Folklore is informal, interpersonal communication through traditions and customs; it is spread by word of mouth and face to face. Dr. Davis, who holds a joint appointment in the Department of Communication and the Graduate School of Library and Information Science, studies the preservation of customs as well as the contemporary meaning of folklore. Interested in learning about her current research? Keep reading!
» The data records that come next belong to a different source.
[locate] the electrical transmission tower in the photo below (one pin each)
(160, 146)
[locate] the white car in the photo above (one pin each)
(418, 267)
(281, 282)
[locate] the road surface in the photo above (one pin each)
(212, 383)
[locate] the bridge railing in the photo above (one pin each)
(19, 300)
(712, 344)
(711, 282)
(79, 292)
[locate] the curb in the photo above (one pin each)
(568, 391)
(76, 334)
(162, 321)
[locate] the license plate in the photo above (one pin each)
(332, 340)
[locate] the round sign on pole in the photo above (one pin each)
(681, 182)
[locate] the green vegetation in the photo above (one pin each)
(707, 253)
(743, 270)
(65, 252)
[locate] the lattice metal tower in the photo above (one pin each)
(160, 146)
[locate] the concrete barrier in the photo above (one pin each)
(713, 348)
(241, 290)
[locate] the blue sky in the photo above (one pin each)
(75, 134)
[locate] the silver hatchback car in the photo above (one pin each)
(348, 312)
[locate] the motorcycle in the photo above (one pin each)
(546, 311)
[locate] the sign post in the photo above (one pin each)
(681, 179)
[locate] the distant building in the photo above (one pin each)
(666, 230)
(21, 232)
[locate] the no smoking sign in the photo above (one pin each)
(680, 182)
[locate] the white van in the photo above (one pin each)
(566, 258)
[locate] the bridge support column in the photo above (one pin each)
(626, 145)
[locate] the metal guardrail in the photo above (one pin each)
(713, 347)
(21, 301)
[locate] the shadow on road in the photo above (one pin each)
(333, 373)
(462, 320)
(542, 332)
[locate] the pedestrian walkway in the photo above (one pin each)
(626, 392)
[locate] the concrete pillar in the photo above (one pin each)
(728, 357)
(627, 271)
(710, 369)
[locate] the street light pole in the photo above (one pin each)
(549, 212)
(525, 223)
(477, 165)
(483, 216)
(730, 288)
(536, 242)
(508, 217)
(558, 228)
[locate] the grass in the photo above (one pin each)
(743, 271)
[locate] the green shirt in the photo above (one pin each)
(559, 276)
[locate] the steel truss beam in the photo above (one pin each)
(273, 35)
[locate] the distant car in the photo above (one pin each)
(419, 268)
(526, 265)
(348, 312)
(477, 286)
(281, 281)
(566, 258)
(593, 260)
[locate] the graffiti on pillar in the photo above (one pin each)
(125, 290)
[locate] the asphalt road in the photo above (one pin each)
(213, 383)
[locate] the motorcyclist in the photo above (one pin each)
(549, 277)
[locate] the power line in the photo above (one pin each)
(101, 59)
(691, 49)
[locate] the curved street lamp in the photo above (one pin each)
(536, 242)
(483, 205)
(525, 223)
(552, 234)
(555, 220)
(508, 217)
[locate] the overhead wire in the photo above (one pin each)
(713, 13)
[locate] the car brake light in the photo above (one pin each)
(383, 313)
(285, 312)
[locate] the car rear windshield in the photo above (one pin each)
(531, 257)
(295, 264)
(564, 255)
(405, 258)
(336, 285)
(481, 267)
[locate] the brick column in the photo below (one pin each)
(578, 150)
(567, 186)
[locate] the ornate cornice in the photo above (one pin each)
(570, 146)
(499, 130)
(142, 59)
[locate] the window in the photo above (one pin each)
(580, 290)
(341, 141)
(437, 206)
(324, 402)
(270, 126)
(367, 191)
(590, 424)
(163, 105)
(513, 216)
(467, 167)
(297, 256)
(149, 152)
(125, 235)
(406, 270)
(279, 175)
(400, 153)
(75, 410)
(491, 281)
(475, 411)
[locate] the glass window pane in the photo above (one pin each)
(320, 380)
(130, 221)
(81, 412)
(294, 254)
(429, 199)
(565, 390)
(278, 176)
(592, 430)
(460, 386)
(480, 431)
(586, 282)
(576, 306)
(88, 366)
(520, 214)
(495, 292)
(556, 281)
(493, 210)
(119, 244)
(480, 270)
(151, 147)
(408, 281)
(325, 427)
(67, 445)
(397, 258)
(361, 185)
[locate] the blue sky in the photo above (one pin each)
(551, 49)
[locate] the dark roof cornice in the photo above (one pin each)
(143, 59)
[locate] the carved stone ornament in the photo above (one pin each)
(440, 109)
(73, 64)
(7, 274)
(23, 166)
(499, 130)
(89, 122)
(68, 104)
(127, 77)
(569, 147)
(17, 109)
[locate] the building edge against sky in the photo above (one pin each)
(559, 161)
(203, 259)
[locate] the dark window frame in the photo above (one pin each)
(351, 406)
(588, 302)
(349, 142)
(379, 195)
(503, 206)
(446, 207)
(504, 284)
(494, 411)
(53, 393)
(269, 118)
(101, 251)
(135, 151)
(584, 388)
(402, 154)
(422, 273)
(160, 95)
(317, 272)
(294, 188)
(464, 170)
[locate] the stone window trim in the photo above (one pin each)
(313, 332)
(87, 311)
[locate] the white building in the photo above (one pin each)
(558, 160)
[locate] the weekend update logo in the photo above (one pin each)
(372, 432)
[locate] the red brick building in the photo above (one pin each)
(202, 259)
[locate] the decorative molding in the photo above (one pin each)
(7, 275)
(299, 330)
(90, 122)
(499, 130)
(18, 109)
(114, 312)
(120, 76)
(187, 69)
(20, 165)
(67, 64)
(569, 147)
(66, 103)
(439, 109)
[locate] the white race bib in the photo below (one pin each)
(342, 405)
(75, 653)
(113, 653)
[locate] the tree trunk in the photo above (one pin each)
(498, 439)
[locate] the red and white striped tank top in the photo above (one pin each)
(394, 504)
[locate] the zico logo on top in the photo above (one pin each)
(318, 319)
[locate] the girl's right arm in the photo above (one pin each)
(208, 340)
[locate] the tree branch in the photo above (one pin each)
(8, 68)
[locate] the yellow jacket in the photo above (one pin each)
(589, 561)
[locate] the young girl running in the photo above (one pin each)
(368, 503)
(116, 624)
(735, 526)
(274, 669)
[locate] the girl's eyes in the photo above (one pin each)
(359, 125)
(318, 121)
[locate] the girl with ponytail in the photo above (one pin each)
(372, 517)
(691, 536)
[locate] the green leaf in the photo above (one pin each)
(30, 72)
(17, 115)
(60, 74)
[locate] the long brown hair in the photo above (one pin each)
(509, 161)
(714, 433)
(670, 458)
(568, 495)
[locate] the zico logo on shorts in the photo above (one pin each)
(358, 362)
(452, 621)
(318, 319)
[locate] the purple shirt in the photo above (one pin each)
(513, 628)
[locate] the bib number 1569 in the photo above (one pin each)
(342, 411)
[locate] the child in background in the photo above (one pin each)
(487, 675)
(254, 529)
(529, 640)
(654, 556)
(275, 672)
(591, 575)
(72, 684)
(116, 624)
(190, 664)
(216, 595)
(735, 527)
1. How did you become interested in folklore and communication? Why is that topic important to understand?
I became interested in folklore (a special kind of communication) as an undergrad at the University of Pennsylvania in the 1970s. I got an M.A. in Folklore in 1980, and finished a Ph.D. at Penn in Folklore and Folklife in 1983. There weren't a lot of jobs in the early 1980s (a bad recession, almost as bad as today’s) so I got a job teaching Communication as a specialist in ritual and performance at UC San Diego. I taught there until I came here in 2001. Because I was teaching in a Communication Department, I had to be a kind of communication anthropologist, studying the how and why of what people are doing when they are communicating ritually, musically, customarily, and in stories and other oral face-to-face forms. And, with a long-standing interest in history, I also researched and taught courses on the history of communication, culture and consumption. So folklore let me start with a very complex field -- we sometimes define it as artistic communication in small groups -- and branch out, too, into more areas of culture and communication.

My first book was about parade and demonstration traditions as communication; my second book was a study of the theme park industry, so it focused on popular culture, performance, and mass communication. My forthcoming book on Gershon Legman is a study of an independent folklore scholar at mid-century. University of Illinois Press will bring it out 2015.

2. Why did you choose to study Gershon Legman (1917-1999), social critic, folklorist of sex, and historian of censorship? Have you come across any interesting or surprising information?
Legman’s entire output was surprising information, which he called "erotic folklore," and I think it may make more sense if called "the folklore of sex." By this he meant songs, jokes, stories, ideas, practices, sayings, customs - - that flew beneath the radar of the proper, religious, and staid. He dealt with the folklore of the suppressed, obscene, censored, and he had a great deal of trouble publishing his work due to censorship of the time (1930-1980). Much of what he studied seems tame now, but was not publishable until after the mid-1970s. So his work sheds light on American cultural history. He is also kind of a marginal cultural producer and critic, and so I think his work, which is often angry and polemical about censorship, lets us see cultural critique in the 1950s and 1960s from a new angle.

3. What are the benefits of your joint appointment with the Department of Communication and the Graduate School of Library and Information Science?
A lot - I get to work with very bright students in LIS interested in cultural preservation and archiving, and in deep questions of preservation and dissemination of cultural materials. Of course these are Communication questions, too. I get a lot out of working in Communication because I engage very smart students who are interested in everyday processes of meaning-making.

4. What is one thing you would like undergraduates to know about your research, your findings, or your role as a professor?
I'd like undergrads to know that in my classes they will be asked to do actual folklore analysis to look thoughtfully and critically at the seemingly ordinary, and that this quickly becomes fascinating and revealing of how our world works. I really like to see students doing their own cultural research, especially outside the library -- although I love our library.